“Keep your lives free from the love of money and be content with what you have” Hebrews 13:5
When a tailor in New York won the million-dollar lottery he closed up his shop and went out on the town. For more than two years he lived the high life. He stayed in the very best of hotels, ate at the best restaurants, had a retinue of attendants attending to his every whim, and was extravagant with everything he did. Within a relatively short time he’d spent every last penny of the million dollars.
Exhausted and despondent he went back to the little tailor shop and opened up his business once again. As had been his custom in the past, he put aside two dollars a week for lottery tickets and would you believe it, only two years later two men arrived at his shop and announced that he had won the million-dollar lottery again!
It’s reported that there was a stunned silence from the tailor and then with a deep groan he exclaimed, “Oh no! That means I have to go through all that again!”

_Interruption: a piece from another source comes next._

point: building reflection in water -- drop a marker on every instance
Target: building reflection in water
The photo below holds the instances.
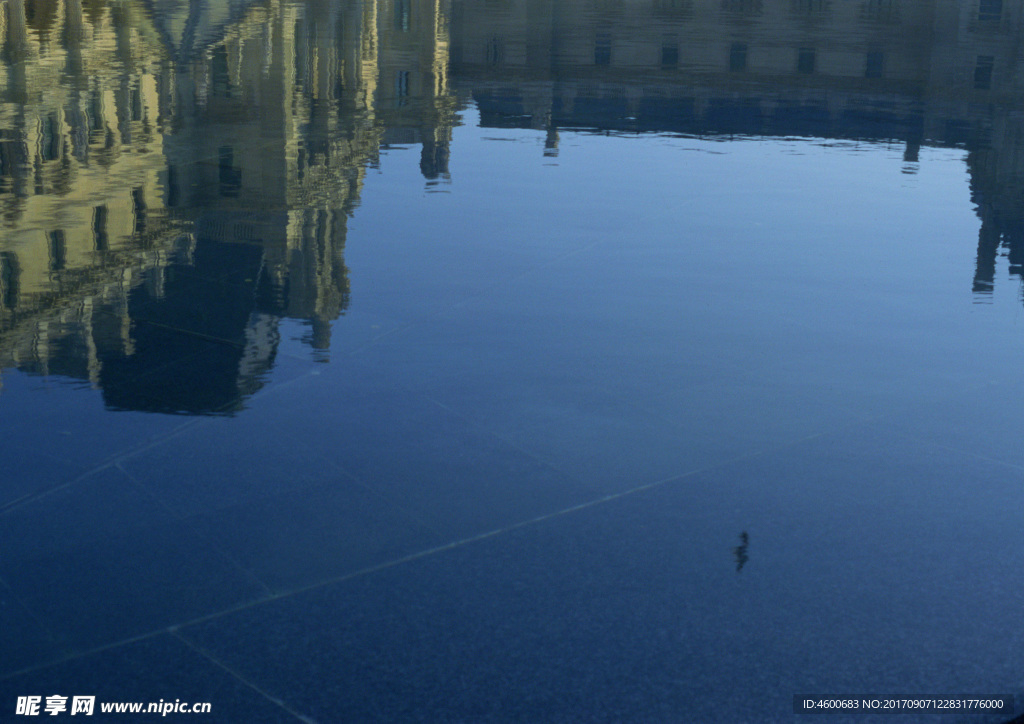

Yes, winning the lottery can ruin your life. Surprisingly enough the Wall Street Journal recognized this reality. They said, “Money is an article which may be used as a universal passport to everywhere except heaven, and as a universal provider of everything except happiness.”
Which raises a question. If money doesn’t bring happiness then how can we use it so it doesn’t ruin our lives?
John Wesley provides the answer: He said, “I fear, wherever riches have increased (exceeding few are the exceptions), the essence of religion, the mind that was in Christ has decreased in the same proportion. Therefore I do not see how it is possible, in the nature of things, for any revival of true religion to continue long. For religion must necessarily produce both industry and frugality; and these cannot but produce riches. But as riches increase, so will pride, anger, and love of the world in all its branches. What way then can we take that our money may not sink us to the nethermost hell? There is one way, and there is no other under heaven. If those who gain all they can, and save all they can, will likewise give all they can, then the more they gain, the more they will grow in grace, and the more treasure they will lay up in heaven.”
Hebrews 13:5 has this concluding exhortation: “Keep your lives free from the love of money and be content with what you have.”